Von alters her gab es auch bestimmte Institute von Weissagung. Besonders die chthonischen Götter waren Orakelgötter; die Orakel des Amphiaraos und Trophonios wurden schon erwähnt, auch Delphi war eine chthonische Orakelstätte der Gaia, bevor Apollo dort seine Herrschaft gründete. Hochaltertümlich ist aber auch das Orakel des Himmelsgottes Zeus in Dodona in Epiros, das ebenfalls schon erwähnt wurde. Merkwürdig ist, dass auch ein ausländisches Orakel schon seit dem 7. oder 6. Jahrh. sich eines hohen Ansehens in Griechenland erfreute, das des ägyptischen Ammon in der libyschen Wüste; in Griechenland sprach man von Zeus-Ammon. Alle aber überragte weit an Ansehen und Bedeutung das des Lichtgottes Apollo in Delphi. In dem Adyton, in oder bei dem Tempel, stand über einem Schlunde ein grosser vergoldeter Dreifuss, auf dem ein Sitz für die Seherin, die Pythia, angebracht war. Durch Dünste, welche aus dem Schlunde aufstiegen, wurde die Pythia in einen Zustand der Ekstase versetzt, und die Laute, welche sie dabei ausstiess, waren die Zeichen, nach denen die Priester weissagten. Andere mehr oder weniger berühmte Orakelstätten gab es in Olympia, im Branchidenheiligtume bei Miletos usw. Der Grieche konnte sich kein Leben ohne Orakel denken. Sammlungen von Orakelsprüchen, angeblich entweder von bekannten Orakelstätten oder von berühmten Sehern, kamen häufig vor.

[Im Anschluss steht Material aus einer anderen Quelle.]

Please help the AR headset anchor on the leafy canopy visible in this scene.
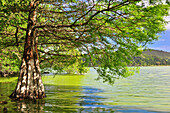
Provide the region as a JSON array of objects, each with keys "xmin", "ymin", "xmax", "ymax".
[{"xmin": 0, "ymin": 0, "xmax": 169, "ymax": 83}]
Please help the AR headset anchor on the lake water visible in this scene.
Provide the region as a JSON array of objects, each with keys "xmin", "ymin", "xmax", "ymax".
[{"xmin": 0, "ymin": 66, "xmax": 170, "ymax": 113}]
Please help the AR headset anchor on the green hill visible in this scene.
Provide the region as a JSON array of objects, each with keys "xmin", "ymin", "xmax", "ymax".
[{"xmin": 131, "ymin": 49, "xmax": 170, "ymax": 66}]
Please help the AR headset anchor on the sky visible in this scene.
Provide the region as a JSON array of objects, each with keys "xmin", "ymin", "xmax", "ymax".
[
  {"xmin": 147, "ymin": 16, "xmax": 170, "ymax": 52},
  {"xmin": 143, "ymin": 0, "xmax": 170, "ymax": 52}
]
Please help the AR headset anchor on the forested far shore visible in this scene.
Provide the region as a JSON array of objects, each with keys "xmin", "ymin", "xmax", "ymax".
[{"xmin": 130, "ymin": 49, "xmax": 170, "ymax": 66}]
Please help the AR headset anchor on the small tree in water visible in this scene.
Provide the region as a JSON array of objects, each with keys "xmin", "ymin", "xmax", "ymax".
[{"xmin": 0, "ymin": 0, "xmax": 169, "ymax": 99}]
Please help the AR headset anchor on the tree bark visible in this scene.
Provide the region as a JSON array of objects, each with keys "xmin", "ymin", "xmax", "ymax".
[{"xmin": 10, "ymin": 0, "xmax": 45, "ymax": 99}]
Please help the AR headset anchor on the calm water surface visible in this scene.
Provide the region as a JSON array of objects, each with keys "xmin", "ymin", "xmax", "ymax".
[{"xmin": 0, "ymin": 66, "xmax": 170, "ymax": 113}]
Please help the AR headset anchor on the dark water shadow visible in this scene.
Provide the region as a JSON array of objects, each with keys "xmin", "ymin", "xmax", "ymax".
[{"xmin": 0, "ymin": 83, "xmax": 167, "ymax": 113}]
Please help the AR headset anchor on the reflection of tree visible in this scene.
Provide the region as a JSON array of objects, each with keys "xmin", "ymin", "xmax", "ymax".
[{"xmin": 17, "ymin": 100, "xmax": 45, "ymax": 113}]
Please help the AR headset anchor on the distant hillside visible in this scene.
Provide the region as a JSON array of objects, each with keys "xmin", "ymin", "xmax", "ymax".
[
  {"xmin": 131, "ymin": 49, "xmax": 170, "ymax": 66},
  {"xmin": 143, "ymin": 49, "xmax": 170, "ymax": 59}
]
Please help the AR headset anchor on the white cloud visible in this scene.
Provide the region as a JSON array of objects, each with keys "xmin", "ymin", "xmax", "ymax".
[{"xmin": 164, "ymin": 16, "xmax": 170, "ymax": 30}]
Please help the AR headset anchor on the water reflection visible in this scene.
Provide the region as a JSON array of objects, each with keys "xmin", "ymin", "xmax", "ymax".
[{"xmin": 0, "ymin": 67, "xmax": 170, "ymax": 113}]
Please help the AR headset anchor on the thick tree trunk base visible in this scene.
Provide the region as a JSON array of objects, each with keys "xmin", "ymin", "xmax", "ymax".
[{"xmin": 9, "ymin": 91, "xmax": 46, "ymax": 100}]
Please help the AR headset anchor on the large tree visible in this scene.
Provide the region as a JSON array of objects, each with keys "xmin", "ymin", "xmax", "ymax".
[{"xmin": 0, "ymin": 0, "xmax": 169, "ymax": 99}]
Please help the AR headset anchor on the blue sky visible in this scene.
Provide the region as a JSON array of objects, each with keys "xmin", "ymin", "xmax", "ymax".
[{"xmin": 147, "ymin": 16, "xmax": 170, "ymax": 52}]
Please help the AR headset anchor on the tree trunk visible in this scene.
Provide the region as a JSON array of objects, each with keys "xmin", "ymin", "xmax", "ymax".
[{"xmin": 10, "ymin": 0, "xmax": 45, "ymax": 99}]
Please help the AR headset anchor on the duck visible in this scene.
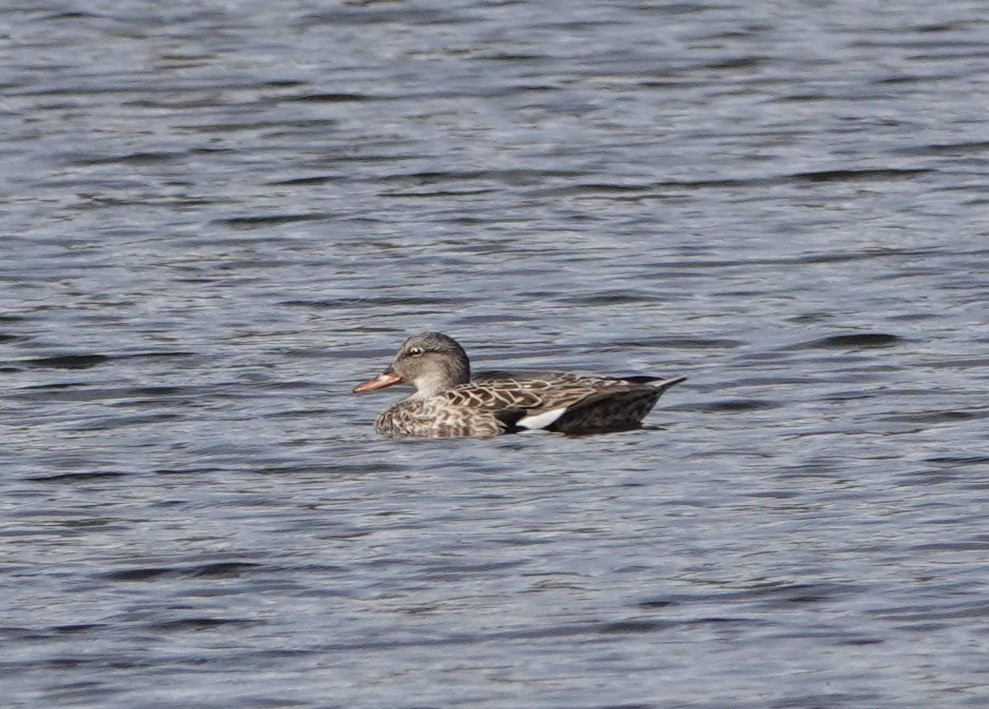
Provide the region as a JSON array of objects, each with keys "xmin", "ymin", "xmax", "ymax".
[{"xmin": 354, "ymin": 332, "xmax": 686, "ymax": 438}]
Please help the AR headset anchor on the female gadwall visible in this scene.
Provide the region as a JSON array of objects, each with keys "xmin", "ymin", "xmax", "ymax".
[{"xmin": 354, "ymin": 332, "xmax": 686, "ymax": 438}]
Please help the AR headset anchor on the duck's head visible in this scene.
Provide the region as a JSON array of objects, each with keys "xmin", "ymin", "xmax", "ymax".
[{"xmin": 354, "ymin": 332, "xmax": 470, "ymax": 397}]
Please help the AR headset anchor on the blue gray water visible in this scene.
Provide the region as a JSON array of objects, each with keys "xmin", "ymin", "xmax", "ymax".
[{"xmin": 0, "ymin": 0, "xmax": 989, "ymax": 709}]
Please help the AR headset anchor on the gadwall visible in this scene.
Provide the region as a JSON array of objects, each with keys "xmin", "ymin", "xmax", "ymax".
[{"xmin": 354, "ymin": 332, "xmax": 686, "ymax": 438}]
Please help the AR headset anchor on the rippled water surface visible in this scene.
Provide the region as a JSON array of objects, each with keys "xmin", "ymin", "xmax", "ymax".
[{"xmin": 0, "ymin": 0, "xmax": 989, "ymax": 708}]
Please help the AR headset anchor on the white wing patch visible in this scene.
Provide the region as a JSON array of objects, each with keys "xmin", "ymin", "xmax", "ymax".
[{"xmin": 515, "ymin": 406, "xmax": 567, "ymax": 431}]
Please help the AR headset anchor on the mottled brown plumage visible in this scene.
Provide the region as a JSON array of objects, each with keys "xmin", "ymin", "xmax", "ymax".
[{"xmin": 354, "ymin": 332, "xmax": 686, "ymax": 438}]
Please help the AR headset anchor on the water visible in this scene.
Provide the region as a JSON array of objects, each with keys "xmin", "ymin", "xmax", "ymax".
[{"xmin": 0, "ymin": 0, "xmax": 989, "ymax": 708}]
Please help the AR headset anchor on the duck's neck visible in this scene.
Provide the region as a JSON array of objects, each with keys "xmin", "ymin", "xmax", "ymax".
[{"xmin": 411, "ymin": 359, "xmax": 470, "ymax": 399}]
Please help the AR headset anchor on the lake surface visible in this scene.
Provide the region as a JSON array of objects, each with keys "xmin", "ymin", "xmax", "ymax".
[{"xmin": 0, "ymin": 0, "xmax": 989, "ymax": 709}]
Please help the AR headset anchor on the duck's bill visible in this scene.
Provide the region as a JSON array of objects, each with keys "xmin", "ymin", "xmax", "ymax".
[{"xmin": 354, "ymin": 372, "xmax": 402, "ymax": 394}]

Was nun den allgemeinen Charakter der hellenischen Mantik betrifft, so erkennen wir diesen am besten aus den Fragen, welche den Göttern gestellt wurden. So fragt auf den Bleitäfelchen, die bei den Ausgrabungen zu Dodona gefunden worden sind, einer den Zeus, wer ihm sein Polster gestohlen habe, ein anderer, ob das Kind, mit dem seine Gattin schwanger sei, wirklich von ihm sei, ein dritter, ob Schafzucht ihm Gewinn bringen würde usw. Wir lernen hier wiederum den echten flachen griechischen Alltagsmenschen kennen, der uns schon bei Hesiodos begegnete. Selbstverständlich waren nicht alle Fragen so kleinlich. Chairephon fragte in Delphi, ob es einen Weiseren gebe als Sokrates. Man befragte die Orakel bei den wichtigsten Entscheidungen des Lebens; es taten dies sowohl Privatpersonen als Staaten; diese z. B. kamen mit Fragen über Krieg und Frieden, Kolonisation, Gesetzgebung und neue politische Organisation vor die Götter. Jedoch war die Mantik immer das Mittel, um etwas, was man nicht wusste, zu erfahren; auf die Zukunft bezog sie sich nicht ausschliesslich; man suchte bei ihr auch Befriedigung für die gewöhnlichste Neugier. Das Charakteristische der göttlichen Offenbarung bei den Grie

chen ist, dass sie fast ausschliesslich für spezielle, praktische Zwecke dient, man könnte fast sagen, für zeitweilige Vorkommnisse des praktischen Lebens.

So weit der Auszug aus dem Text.